L’espéranto, comme toute autre langue, est unique. Voici quelques unes de ses particularités. En espéranto, l’ordre des mots est libre. On peut dire la phrase “Mi amas vin”" (je vous aime) de six façons, en changeant l’ordre des mots. Le mot "amo" (amour) rime en espéranto avec plus de 50 mots alors que, en russe, seulement avec quelques uns. La rime la plus fréquente, et même exagérément utilisée, est le couple "amo-flamo" (amour - flamme). L’”espérantisme” le plus populaire parmi les espérantistes est le mot “krokodilo” et le verbe correspondant "krokodili" — parler en langue nationale entre espérantistes — ce qui, en raison de considérations compréhensibles, est regardé comme n’étant pas de bon ton. Les espérantistes nomment “Krokodiloj” (crocodiles) ceux qui brisent cette règle.

Le nouveau monde

De nombreuses expériences ont prouvé que la possession de l’espéranto facilite considérablement l’étude de n’importe quelles autres langues étrangères. Certains utilisent l’espéranto pour trouver des contacts internationaux. Les autres, grâce à l’espéranto, se trouvent des ami(e)s de coeur, parfois dans un pays très lointain.

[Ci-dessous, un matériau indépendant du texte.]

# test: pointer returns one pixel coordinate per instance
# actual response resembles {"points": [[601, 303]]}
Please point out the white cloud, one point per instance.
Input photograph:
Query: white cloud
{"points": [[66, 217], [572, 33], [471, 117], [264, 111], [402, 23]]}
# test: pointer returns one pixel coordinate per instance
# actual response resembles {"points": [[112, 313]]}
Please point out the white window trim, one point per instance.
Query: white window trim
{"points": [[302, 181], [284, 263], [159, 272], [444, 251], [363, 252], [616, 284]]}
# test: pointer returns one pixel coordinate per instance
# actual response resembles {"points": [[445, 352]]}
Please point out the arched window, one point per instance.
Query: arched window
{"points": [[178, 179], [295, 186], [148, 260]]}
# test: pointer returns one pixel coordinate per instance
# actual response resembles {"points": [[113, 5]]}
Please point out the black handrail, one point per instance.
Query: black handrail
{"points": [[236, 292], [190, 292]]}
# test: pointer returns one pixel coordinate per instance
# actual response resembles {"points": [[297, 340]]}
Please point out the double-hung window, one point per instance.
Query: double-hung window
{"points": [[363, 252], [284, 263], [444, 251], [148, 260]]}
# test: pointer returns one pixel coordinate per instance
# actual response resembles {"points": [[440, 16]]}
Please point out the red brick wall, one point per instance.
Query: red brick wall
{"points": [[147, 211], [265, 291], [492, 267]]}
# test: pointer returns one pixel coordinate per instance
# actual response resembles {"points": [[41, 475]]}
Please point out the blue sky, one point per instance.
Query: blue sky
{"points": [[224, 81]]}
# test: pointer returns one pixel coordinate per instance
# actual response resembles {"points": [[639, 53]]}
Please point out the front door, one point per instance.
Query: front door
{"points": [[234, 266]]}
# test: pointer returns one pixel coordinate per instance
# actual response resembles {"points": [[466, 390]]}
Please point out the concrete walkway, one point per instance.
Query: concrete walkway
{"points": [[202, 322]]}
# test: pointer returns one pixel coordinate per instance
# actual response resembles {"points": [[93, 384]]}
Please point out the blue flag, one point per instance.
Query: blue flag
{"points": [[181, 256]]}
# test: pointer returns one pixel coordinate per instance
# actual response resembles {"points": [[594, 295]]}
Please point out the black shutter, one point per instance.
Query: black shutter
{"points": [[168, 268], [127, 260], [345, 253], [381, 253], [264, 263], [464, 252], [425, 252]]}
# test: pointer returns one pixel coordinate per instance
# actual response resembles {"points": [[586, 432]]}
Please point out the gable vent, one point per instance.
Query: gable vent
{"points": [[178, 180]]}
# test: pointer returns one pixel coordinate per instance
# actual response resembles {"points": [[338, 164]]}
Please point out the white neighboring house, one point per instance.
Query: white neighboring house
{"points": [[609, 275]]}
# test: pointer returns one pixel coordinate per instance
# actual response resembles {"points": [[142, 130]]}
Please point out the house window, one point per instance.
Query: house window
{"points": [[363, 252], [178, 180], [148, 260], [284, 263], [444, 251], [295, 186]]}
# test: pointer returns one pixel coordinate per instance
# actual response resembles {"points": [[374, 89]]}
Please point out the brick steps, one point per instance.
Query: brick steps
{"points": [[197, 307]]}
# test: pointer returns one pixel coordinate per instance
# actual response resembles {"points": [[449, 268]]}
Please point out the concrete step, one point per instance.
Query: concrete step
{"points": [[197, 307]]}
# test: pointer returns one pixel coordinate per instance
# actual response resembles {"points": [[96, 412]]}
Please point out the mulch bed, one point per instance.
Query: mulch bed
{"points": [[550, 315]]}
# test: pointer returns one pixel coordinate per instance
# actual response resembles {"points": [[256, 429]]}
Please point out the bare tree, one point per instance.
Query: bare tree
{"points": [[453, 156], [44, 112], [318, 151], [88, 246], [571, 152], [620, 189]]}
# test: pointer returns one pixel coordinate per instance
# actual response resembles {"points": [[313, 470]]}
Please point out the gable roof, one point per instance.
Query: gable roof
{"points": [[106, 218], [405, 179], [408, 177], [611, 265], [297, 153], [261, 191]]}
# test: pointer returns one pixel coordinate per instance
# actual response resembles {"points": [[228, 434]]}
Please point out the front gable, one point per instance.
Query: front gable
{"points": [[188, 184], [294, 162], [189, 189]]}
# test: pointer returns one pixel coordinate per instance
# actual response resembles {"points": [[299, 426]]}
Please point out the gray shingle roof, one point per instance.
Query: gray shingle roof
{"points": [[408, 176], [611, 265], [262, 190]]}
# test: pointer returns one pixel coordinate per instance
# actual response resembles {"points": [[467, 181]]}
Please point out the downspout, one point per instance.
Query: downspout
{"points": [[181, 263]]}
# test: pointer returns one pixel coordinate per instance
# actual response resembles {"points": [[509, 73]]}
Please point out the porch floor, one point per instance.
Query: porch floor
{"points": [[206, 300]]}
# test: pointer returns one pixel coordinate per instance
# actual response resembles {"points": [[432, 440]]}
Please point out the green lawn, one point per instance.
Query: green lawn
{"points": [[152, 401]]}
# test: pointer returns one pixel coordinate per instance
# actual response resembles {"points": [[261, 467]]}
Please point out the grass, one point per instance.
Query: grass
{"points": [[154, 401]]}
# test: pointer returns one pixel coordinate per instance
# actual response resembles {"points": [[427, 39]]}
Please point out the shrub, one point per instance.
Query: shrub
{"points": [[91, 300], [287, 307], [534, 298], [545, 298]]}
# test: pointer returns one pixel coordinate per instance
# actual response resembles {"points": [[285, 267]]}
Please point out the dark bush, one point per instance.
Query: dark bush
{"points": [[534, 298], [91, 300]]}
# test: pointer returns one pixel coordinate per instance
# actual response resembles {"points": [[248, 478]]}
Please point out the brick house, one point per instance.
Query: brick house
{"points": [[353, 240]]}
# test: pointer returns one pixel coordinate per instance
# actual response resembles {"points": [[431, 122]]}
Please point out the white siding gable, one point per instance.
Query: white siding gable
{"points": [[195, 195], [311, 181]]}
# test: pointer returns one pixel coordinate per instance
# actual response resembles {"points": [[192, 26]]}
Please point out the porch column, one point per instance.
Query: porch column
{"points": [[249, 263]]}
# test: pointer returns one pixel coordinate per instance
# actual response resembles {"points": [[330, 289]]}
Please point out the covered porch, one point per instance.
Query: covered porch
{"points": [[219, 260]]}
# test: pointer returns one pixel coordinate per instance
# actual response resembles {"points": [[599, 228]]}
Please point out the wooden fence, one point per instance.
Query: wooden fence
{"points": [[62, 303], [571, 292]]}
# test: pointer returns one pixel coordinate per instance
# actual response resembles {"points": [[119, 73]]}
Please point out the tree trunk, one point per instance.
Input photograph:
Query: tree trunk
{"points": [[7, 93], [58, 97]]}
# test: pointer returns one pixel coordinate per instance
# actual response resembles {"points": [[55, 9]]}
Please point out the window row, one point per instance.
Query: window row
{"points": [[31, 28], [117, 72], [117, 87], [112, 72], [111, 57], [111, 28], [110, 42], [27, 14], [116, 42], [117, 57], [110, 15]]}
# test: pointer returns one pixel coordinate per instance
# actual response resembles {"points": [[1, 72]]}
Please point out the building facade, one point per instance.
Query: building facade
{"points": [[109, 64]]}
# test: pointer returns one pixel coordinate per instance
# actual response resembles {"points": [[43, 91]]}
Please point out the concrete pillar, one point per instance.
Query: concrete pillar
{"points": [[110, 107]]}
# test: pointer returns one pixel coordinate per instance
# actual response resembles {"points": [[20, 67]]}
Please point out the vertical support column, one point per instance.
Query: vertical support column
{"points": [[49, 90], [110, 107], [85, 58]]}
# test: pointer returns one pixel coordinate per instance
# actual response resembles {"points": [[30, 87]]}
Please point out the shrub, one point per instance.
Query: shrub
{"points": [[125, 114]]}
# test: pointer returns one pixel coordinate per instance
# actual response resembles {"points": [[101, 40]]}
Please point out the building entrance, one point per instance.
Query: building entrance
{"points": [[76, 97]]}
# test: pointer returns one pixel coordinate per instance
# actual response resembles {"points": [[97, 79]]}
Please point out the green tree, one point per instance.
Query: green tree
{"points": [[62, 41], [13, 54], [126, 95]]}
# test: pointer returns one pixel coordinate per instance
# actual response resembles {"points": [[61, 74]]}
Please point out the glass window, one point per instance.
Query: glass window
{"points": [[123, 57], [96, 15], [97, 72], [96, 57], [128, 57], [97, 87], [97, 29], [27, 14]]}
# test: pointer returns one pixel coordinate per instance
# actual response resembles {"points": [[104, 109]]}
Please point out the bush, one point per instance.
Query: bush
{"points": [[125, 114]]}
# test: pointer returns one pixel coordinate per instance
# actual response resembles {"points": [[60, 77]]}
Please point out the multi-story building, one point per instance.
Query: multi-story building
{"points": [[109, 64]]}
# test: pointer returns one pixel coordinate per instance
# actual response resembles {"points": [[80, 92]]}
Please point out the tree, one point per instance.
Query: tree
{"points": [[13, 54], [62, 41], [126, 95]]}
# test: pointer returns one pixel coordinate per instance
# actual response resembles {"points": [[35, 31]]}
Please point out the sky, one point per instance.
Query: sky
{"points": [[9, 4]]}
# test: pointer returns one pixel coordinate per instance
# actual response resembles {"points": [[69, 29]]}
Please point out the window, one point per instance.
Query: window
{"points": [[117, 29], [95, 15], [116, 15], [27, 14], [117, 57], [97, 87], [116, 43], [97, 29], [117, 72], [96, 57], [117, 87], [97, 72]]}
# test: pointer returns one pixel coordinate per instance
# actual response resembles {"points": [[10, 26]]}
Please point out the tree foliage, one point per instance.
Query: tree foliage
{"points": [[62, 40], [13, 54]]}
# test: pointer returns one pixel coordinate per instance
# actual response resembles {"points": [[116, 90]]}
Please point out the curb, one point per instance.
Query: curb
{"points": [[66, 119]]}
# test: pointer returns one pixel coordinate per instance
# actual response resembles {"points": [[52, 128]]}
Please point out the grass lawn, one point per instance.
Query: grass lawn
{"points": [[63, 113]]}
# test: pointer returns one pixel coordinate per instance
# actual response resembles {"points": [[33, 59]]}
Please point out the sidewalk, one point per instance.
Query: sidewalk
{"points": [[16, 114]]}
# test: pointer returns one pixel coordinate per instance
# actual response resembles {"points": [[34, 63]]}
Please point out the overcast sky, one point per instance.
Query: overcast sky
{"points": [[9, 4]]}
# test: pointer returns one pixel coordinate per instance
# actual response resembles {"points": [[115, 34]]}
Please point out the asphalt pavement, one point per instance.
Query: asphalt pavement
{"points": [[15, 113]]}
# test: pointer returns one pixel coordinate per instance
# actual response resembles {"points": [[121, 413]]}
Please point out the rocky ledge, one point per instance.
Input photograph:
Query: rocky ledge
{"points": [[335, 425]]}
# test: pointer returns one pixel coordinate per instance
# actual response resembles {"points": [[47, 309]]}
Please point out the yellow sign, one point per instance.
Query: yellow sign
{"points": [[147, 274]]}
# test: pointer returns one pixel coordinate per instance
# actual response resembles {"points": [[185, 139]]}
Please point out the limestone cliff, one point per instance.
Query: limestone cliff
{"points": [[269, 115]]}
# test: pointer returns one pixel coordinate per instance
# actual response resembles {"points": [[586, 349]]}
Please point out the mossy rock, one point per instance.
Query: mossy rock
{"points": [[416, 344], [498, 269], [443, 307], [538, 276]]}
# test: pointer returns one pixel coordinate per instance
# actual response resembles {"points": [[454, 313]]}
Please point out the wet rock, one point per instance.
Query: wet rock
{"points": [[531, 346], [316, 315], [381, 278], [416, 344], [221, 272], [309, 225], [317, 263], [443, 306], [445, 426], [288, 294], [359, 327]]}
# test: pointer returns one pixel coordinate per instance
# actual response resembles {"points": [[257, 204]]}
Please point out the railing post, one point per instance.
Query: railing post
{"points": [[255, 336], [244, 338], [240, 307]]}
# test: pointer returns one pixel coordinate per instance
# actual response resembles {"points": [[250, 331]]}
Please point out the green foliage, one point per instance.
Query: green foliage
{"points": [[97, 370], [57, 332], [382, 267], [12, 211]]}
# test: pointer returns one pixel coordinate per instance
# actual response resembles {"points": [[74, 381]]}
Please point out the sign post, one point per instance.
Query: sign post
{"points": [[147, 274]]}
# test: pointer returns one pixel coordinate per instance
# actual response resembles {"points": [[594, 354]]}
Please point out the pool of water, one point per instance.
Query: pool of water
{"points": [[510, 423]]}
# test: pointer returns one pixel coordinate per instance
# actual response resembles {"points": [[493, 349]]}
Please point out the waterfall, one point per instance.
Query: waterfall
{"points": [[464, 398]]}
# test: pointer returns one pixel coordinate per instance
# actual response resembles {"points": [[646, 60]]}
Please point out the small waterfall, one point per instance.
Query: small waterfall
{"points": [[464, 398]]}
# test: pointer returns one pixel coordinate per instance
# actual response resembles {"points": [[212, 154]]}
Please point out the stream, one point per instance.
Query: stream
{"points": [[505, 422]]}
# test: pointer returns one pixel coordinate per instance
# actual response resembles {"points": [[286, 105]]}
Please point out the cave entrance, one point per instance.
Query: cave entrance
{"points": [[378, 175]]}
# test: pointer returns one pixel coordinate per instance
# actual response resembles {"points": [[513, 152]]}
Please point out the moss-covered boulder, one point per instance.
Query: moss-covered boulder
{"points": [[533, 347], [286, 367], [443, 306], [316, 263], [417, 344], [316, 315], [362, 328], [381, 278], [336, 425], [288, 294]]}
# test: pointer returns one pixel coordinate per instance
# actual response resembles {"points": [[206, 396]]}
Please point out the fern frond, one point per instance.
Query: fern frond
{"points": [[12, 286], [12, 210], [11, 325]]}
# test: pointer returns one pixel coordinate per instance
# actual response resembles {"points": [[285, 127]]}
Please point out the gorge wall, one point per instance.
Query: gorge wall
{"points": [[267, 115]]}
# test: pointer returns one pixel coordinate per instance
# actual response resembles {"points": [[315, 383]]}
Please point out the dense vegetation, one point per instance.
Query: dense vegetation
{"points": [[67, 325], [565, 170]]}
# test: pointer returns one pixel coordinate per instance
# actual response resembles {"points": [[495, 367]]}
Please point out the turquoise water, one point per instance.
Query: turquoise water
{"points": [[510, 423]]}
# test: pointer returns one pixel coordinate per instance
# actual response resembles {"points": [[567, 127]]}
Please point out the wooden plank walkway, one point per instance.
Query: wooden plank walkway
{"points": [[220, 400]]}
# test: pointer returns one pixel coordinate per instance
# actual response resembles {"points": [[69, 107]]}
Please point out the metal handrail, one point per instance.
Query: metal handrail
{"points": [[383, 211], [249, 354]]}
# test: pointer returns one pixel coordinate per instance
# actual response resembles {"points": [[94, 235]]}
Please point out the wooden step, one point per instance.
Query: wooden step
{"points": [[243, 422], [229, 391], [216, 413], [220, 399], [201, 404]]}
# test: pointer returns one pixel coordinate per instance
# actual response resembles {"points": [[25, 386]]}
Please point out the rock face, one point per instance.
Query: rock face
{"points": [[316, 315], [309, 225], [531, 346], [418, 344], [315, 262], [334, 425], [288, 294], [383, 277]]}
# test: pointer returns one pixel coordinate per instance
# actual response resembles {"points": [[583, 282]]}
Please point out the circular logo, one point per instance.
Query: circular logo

Ces couples inhabituels, tels que Suédois-Serbe [le français oblige à préciser “femme” pour “Serbe”], ou Allemand-Japonaise est une chose habituelle pour le milieu de l’espéranto. Pour beaucoup, l’espéranto n’est qu’une gymnastique ordinaire pour le cerveau, pour d’autres, une langue secrète. Il existe aussi ceux que la culture de l’espéranto attire en premier lieu. Dans la communauté de l’espéranto, il y a ses “étoiles”, ses potins, ses susceptibilités, et même ses propres tabous — en un mot, ayant appris l’espéranto, l’homme se découvre quelque chose comme un monde parallèle plein de vie et d’événements.